Enterrar a la madre
Cuando una persona tiene ciertas habilidades de comunicación no le es difícil impactar en el interlocutor al que se dirige. Cuando de quien habla es de su madre (recién fallecida) habla desde el corazón y es, todavía, menos difícil llegar al corazón del otro y provocar alguna lágrima. Y hasta un mar de lágrimas.
Los anteriores son gestos que no quiero menospreciar. Hablar desde el corazón y conectar con el corazón del otro tiene su mérito. Y un mérito importante. Pero el GRAN mérito es cuando ese impacto te remueve por dentro; cuando te pone frente a ti mismo y te habla del sentido de la vida; cuando percibes que te transmite una gran paz interior; cuando sientes que al hablar de su madre hace presente el recuerdo de la tuya.
Ayer asistí al funeral de una madre que fue presidido por su hijo. Dio las gracias por la vida que le había dado y por los valores que le había transmitido.
Su vida había estado caracterizada por la gratitud. Se había pasado la vida sembrando y ahora, de vuelta a “la casa”, le había llegado el momento de recolectar.

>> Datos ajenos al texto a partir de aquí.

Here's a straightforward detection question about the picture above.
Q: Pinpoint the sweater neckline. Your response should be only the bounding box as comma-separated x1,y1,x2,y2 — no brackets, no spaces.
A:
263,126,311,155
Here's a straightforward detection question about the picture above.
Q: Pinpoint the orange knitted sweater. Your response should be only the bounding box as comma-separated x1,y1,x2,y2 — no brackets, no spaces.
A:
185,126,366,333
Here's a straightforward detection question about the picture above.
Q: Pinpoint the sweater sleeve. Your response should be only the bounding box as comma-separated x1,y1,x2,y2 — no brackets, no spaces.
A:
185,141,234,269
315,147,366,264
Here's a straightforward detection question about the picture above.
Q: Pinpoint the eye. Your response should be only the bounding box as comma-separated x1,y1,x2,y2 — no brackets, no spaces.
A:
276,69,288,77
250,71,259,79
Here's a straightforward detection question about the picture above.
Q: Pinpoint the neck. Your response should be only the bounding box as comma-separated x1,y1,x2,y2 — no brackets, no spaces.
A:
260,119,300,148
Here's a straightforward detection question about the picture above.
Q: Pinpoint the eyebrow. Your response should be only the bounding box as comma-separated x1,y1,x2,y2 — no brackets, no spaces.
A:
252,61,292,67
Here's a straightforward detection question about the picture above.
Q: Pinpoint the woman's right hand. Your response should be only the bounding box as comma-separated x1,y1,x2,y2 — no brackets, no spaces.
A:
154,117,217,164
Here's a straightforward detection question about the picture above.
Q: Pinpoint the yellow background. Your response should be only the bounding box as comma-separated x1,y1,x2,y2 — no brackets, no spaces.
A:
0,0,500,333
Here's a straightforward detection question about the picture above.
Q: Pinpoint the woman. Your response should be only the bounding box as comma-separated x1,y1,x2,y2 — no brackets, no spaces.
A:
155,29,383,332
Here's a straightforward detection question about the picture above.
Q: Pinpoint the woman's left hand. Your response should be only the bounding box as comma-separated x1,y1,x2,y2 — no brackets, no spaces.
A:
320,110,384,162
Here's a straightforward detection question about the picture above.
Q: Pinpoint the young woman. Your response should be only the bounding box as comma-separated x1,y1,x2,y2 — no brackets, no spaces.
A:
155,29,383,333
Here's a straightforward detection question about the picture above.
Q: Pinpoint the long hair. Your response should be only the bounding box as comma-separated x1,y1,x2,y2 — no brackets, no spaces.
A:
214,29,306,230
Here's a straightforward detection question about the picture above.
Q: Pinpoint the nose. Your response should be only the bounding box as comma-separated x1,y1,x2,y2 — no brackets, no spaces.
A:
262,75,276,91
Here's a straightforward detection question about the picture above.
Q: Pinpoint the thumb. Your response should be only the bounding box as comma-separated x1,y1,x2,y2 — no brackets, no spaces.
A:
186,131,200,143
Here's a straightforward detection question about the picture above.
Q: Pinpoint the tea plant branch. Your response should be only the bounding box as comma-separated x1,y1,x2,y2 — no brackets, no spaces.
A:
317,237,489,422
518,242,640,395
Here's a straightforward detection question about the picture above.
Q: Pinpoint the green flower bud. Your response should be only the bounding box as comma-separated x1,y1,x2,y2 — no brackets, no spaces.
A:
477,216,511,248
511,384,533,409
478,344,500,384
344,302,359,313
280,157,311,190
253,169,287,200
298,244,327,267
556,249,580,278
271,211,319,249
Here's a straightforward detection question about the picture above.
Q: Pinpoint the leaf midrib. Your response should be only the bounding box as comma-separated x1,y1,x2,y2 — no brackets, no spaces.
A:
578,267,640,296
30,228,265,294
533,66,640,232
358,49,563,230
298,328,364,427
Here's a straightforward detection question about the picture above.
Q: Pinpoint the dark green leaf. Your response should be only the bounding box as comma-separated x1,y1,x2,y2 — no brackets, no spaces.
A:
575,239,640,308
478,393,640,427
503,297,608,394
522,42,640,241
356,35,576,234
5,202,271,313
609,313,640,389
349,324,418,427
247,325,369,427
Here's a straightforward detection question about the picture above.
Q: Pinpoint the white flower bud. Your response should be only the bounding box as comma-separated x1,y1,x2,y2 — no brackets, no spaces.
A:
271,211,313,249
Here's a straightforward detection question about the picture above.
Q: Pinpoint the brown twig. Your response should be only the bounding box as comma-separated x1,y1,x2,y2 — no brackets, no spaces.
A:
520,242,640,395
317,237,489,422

Su hijo habló desde el corazón y tocó los corazones de los asistentes. Pero habló, también, desde la fe. A través de una gran lección de teología apasionó con su apasionamiento. Transmitió la convicción de que creía lo que decía. Porque vivía la muerte de su ser más querido como una fiesta de dolorosa alegría. Y porque emanaba de él un gozo profundo que olía a FE.
Los que creemos que la muerte no es el final sino el momento de recolectar somos unos privilegiados. Privilegiados de creer. Privilegiados de estar rodeados de gente que cree y lo transmite.
Cuando ante la muerte de un ser querido te acompañan familiares y amigos ese momento se vive de otra manera. Y si, además, hay una fe compartida la satisfacción que se vive y la paz interior que se percibe son indescriptibles.